Fernando Henrique e Itamar Franco – “choque de capitalismo” no Brasil de 1994 (Foto: André Dusek / Agência Estado)

Uma pequena digressão aqui só para apontar o crescente impacto tecnológico nos lares brasileiros nesta época, quando observarmos a quantidade de parabólicas que brotavam nos telhados de norte a sul do país. Um aparato simbólico que refletia a nossa inserção na tal “aldeia global”, quando o must eram os“Cd-Roms” e a internet ainda engatinhava.


Mar de antenas no Brasil dos anos 90 – “a cidade não pára, a cidade só cresce” (Foto: Oscar Cabral / Abril Imagens)

E foi nesse período de intensas transformações que a novela das seis “Tropicaliente” foi ao ar na TV Globo pela primeira vez. Ao fugir do eixo Rio-São Paulo, o autor Walther Negrão misturou o velhoembate de classes que caracteriza todo e qualquer bom folhetim com as visões de um Ceará paradisíaco, moderno e “antenado”. Alguns reagiram, afirmando que tudo não passava de propaganda para a bem-sucedida administração do então governador tucano Ciro Gomes no estado nordestino.


“Sol, Mar e Ciro” – visões de um paraíso neoliberal (Foto: reprodução)

Mais ou menos no meio da novela, o governador cearense entregou o cargo ao seu vice, para assumir o Ministério da Economia. Tudo por causa do chamado “escândalo das parabólicas”, que tirou do ar o seu antecessor, Rubens Ricupero, revelando, “via satélite”, toda aquela moral inescrupulosa que insiste em orientar o caráter nacional, de cima para baixo, por todos os lados. Licencinha aqui para um rápido flash-back.
Ricupero assumiu o posto máximo da economia quando Fernando Henrique decidiu se candidatar à presidência, alguns meses antes da estreia de “Tropicaliente” e do Plano Real.
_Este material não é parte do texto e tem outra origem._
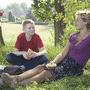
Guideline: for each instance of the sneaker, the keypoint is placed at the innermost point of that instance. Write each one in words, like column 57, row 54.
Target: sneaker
column 11, row 81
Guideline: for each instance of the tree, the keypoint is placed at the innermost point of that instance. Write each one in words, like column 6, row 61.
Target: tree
column 51, row 10
column 1, row 37
column 11, row 18
column 29, row 14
Foi contagiado pelo espírito da nova moeda, que chegaria “chegando” para por ordem no pardieiro. Logo em setembro, com a novela a todo vapor e a inflação sob custódia, o ministro foi pego “falando demais”, num encontro informal com o jornalista Carlos Monforte da TV Globo, momentos antes de conceder entrevista “com link ao vivo e via satélite” para todo o país. O que ele não imaginava era que o sinal de transmissão estava sendo “testado” e poderia ser captado por antenas parabólicas que estivessem sintonizadas na mesma frequência com que a Embratel gerava imagens de Brasília para a TV Globo em São Paulo.
Se hoje, muitos vídeos “vazam” pela internet, em 1994 imagens eram vazadas pelos “gatos” das parabólicas, que porventura sintonizavam a mesma frequência desta ou daquela transmissão. E foi o que aconteceu. A conversa “informal” fora captada por terceiros e Rubens Ricupero caiu, em queda livre, rumo ao abismo. Em um destes diálogos “pirateados”, o ministro confidenciara ao repórter: “eu não tenho escrúpulos, o que é bom a gente fatura, o que é ruim, a gente esconde”, entre outras confissões bombásticas. Estava selado o destino do governador do Ceará como o novo Minsitro da Fazenda.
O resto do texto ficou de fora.